Hawley’s claim that past Democratic objectors “were praised by Democratic leadership and the media” leaves a lot out. In his statement, he notes now-Speaker Nancy Pelosi offered supportive words to the 2004 objectors, such as, “The Members of Congress who have brought this challenge are speaking up for their aggrieved constituents, many of whom may have been disenfranchised in this process. This is their only opportunity to have this debate while the country is listening, and it is appropriate to do so.” But he doesn’t cite any 2016 examples, nor any examples of media praise in any year.
Hawley also does not mention that when the 2004 challenge was voted on by the House and Senate, it lost by huge margins: 267-31 in the former and 74-1 in the latter (Boxer being the lone vote to accept her own objection). Moreover, Pelosi, along with most Democrats, joined the majority and voted to accept the Electoral College result, showing her praise had its limits.

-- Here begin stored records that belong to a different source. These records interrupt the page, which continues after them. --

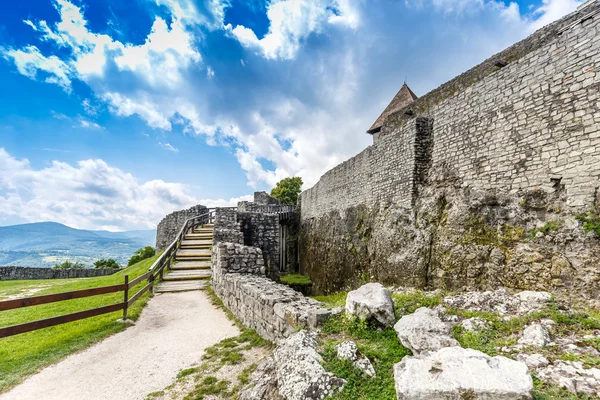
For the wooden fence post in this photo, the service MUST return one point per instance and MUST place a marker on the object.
(125, 298)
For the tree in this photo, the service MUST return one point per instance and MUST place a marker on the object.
(141, 254)
(106, 264)
(287, 190)
(69, 265)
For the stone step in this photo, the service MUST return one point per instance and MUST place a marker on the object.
(198, 236)
(183, 265)
(185, 245)
(187, 241)
(180, 286)
(193, 253)
(187, 275)
(208, 231)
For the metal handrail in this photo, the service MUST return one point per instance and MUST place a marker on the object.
(169, 253)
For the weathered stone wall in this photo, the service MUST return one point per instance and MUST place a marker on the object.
(275, 311)
(170, 225)
(226, 227)
(261, 230)
(18, 273)
(480, 187)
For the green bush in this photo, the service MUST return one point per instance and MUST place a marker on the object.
(106, 264)
(141, 254)
(69, 265)
(287, 190)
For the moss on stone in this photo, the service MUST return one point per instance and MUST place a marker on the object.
(295, 279)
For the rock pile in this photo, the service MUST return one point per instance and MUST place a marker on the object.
(372, 302)
(457, 373)
(294, 372)
(424, 331)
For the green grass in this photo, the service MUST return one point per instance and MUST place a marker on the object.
(24, 354)
(380, 346)
(295, 279)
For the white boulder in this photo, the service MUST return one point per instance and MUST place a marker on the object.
(454, 373)
(424, 330)
(572, 376)
(300, 375)
(533, 361)
(371, 302)
(535, 335)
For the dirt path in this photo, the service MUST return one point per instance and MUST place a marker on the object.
(171, 334)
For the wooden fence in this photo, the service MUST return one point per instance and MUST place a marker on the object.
(155, 274)
(77, 294)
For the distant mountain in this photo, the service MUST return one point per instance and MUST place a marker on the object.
(43, 244)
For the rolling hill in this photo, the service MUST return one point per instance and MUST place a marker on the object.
(43, 244)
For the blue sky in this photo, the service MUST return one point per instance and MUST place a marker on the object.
(114, 113)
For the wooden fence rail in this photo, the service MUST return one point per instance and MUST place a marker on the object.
(77, 294)
(154, 274)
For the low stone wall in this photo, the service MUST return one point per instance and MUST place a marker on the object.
(170, 225)
(273, 310)
(22, 273)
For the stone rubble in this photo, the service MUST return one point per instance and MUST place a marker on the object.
(455, 373)
(474, 324)
(371, 302)
(535, 335)
(348, 351)
(300, 375)
(533, 360)
(424, 330)
(500, 302)
(572, 376)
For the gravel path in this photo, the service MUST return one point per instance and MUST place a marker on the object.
(170, 335)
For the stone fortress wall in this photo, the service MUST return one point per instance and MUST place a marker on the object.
(481, 161)
(170, 225)
(239, 279)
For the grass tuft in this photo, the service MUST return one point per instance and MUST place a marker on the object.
(25, 354)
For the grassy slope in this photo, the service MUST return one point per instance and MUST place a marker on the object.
(24, 354)
(384, 350)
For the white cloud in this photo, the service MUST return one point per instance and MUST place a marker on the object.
(168, 147)
(551, 10)
(90, 195)
(292, 21)
(344, 61)
(30, 60)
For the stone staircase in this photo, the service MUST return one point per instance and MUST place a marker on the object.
(191, 269)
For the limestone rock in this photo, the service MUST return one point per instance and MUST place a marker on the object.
(474, 324)
(454, 373)
(500, 301)
(530, 300)
(372, 302)
(572, 376)
(535, 335)
(348, 351)
(533, 361)
(423, 330)
(300, 375)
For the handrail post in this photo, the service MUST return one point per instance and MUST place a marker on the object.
(125, 298)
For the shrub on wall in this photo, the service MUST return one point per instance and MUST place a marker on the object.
(287, 190)
(69, 265)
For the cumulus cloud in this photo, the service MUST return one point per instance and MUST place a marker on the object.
(168, 147)
(292, 21)
(300, 98)
(90, 195)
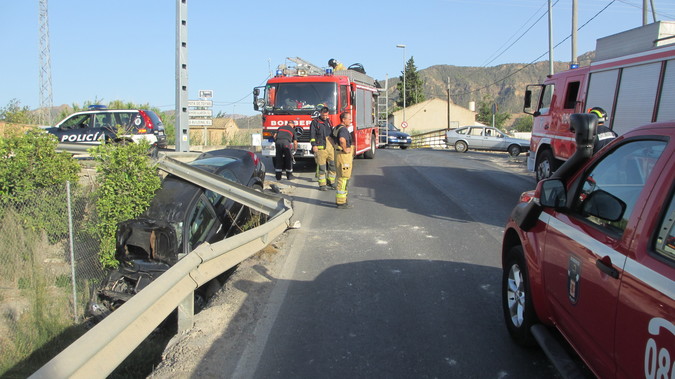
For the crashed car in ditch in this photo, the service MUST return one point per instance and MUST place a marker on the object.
(180, 217)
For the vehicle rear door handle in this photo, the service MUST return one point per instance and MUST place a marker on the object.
(605, 265)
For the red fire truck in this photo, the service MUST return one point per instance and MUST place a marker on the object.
(299, 92)
(632, 78)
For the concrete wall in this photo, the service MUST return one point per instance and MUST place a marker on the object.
(433, 115)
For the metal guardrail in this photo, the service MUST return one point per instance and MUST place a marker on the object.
(98, 352)
(435, 138)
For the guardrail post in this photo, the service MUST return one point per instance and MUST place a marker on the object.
(186, 313)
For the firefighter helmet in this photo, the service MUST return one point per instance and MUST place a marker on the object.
(602, 115)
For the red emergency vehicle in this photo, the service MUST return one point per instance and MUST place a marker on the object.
(298, 93)
(632, 78)
(591, 252)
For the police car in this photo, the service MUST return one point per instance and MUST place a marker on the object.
(591, 252)
(101, 124)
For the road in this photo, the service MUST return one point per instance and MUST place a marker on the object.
(405, 284)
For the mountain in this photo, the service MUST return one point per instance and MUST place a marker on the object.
(503, 83)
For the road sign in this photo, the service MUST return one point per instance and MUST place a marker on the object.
(200, 112)
(205, 93)
(200, 103)
(194, 122)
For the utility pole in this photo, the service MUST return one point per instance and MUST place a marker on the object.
(550, 38)
(181, 119)
(574, 63)
(448, 103)
(46, 102)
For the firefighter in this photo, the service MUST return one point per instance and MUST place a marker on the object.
(322, 146)
(603, 134)
(343, 159)
(284, 140)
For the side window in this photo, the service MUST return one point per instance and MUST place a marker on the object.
(476, 132)
(104, 120)
(665, 240)
(76, 122)
(546, 99)
(621, 174)
(201, 222)
(125, 119)
(571, 95)
(343, 98)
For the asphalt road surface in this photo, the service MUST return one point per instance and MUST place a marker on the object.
(404, 285)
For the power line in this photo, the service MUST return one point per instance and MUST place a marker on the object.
(536, 59)
(522, 35)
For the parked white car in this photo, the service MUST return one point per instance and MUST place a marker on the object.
(484, 138)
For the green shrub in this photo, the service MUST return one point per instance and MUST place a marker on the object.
(127, 183)
(30, 164)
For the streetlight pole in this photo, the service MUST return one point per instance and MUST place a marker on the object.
(404, 93)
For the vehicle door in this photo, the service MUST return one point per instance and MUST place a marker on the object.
(584, 255)
(645, 342)
(105, 124)
(494, 140)
(202, 224)
(474, 138)
(77, 128)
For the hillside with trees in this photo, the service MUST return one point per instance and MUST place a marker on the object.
(505, 84)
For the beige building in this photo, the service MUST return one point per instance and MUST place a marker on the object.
(222, 130)
(433, 115)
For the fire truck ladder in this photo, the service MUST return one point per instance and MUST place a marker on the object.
(383, 112)
(310, 68)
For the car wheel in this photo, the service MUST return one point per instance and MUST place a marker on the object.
(517, 298)
(370, 153)
(461, 146)
(546, 165)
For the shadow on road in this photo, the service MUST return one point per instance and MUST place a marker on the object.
(382, 318)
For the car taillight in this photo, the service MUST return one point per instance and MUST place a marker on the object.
(147, 119)
(255, 158)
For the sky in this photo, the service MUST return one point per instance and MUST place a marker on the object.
(125, 49)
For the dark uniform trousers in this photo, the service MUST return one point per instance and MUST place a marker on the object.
(283, 161)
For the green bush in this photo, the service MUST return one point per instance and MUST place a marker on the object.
(29, 164)
(127, 183)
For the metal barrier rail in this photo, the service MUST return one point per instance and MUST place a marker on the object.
(98, 352)
(435, 138)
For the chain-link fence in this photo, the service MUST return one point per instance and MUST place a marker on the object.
(48, 265)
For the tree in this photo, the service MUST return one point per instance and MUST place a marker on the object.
(485, 113)
(414, 85)
(14, 113)
(523, 124)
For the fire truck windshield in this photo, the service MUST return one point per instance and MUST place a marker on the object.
(299, 98)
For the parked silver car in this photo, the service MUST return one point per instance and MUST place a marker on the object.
(484, 138)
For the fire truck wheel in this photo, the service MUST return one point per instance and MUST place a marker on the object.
(517, 298)
(546, 165)
(514, 150)
(461, 146)
(370, 153)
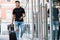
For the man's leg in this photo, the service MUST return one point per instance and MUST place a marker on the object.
(55, 31)
(16, 29)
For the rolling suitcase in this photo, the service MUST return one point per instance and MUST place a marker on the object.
(12, 34)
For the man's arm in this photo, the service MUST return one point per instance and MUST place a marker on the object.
(23, 16)
(13, 18)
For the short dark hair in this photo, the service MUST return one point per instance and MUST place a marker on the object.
(17, 1)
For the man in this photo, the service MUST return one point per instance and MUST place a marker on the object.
(18, 15)
(55, 22)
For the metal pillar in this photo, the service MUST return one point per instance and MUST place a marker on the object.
(51, 24)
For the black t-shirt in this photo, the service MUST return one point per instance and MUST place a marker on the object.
(18, 12)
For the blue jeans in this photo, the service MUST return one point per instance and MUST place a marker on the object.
(55, 32)
(19, 28)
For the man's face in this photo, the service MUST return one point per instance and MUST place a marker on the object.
(17, 4)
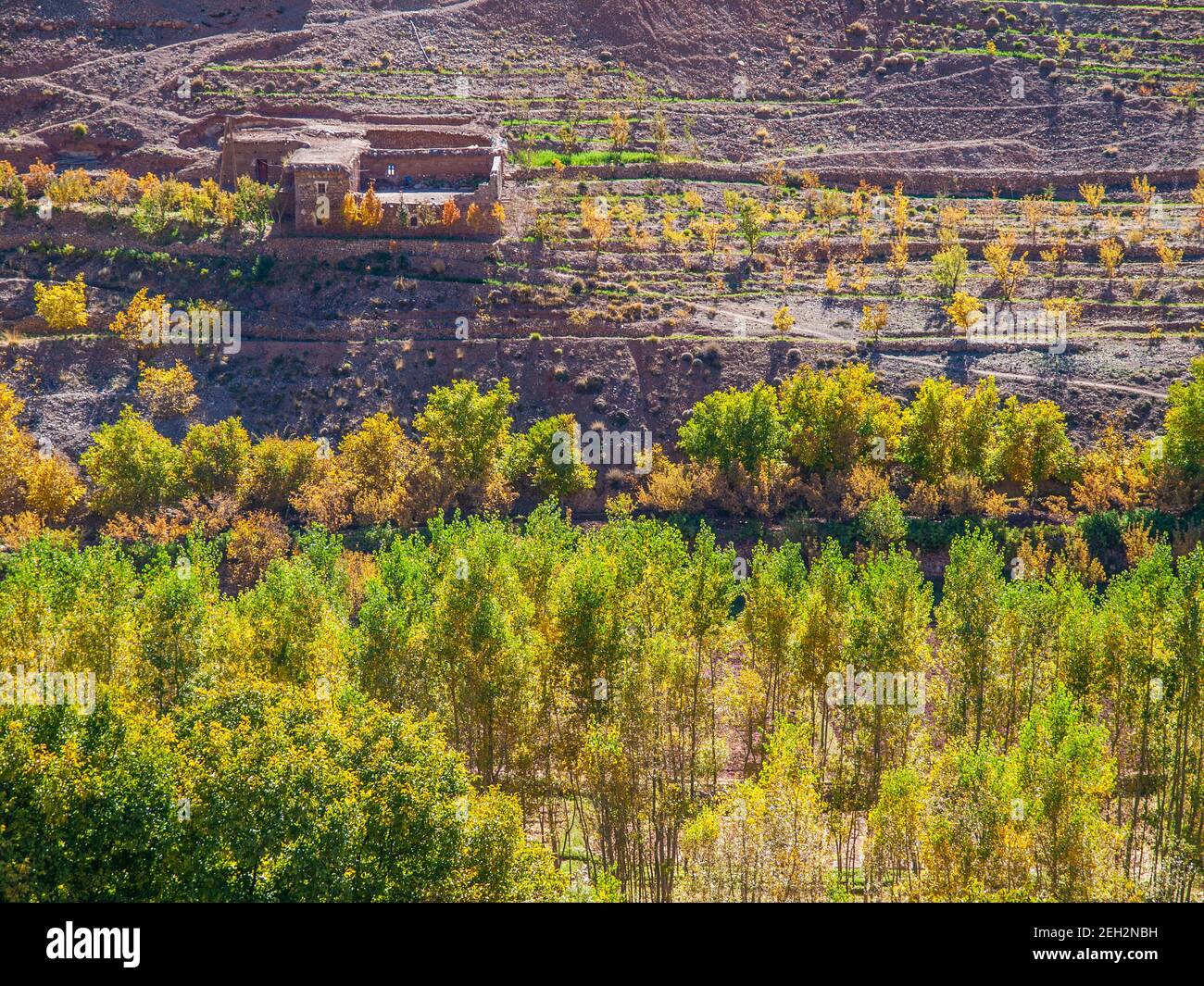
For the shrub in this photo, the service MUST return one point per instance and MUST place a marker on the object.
(132, 466)
(63, 306)
(216, 456)
(168, 393)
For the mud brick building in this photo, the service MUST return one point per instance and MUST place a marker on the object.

Another major difference is that in 2000, 2004 and 2016, the losing candidate had already given a concession speech. (Although Hillary Clinton continues to dwell on Russian shenanigans in 2016, calling the election “not on the level,” she nevertheless conceded shortly after her defeat was clear.) In 2000, the person ruling the complaints from House members as out of order was the Democrat who lost the election, Al Gore, who as vice president of the nation and president of the Senate was presiding over the joint session of Congress. In 2016, it was sitting Vice President Joe Biden enforcing the rules and accepting the outcome.
This year, the incumbent president along with Vice President Mike Pence have refused to concede and have cast baseless doubt on the election’s integrity.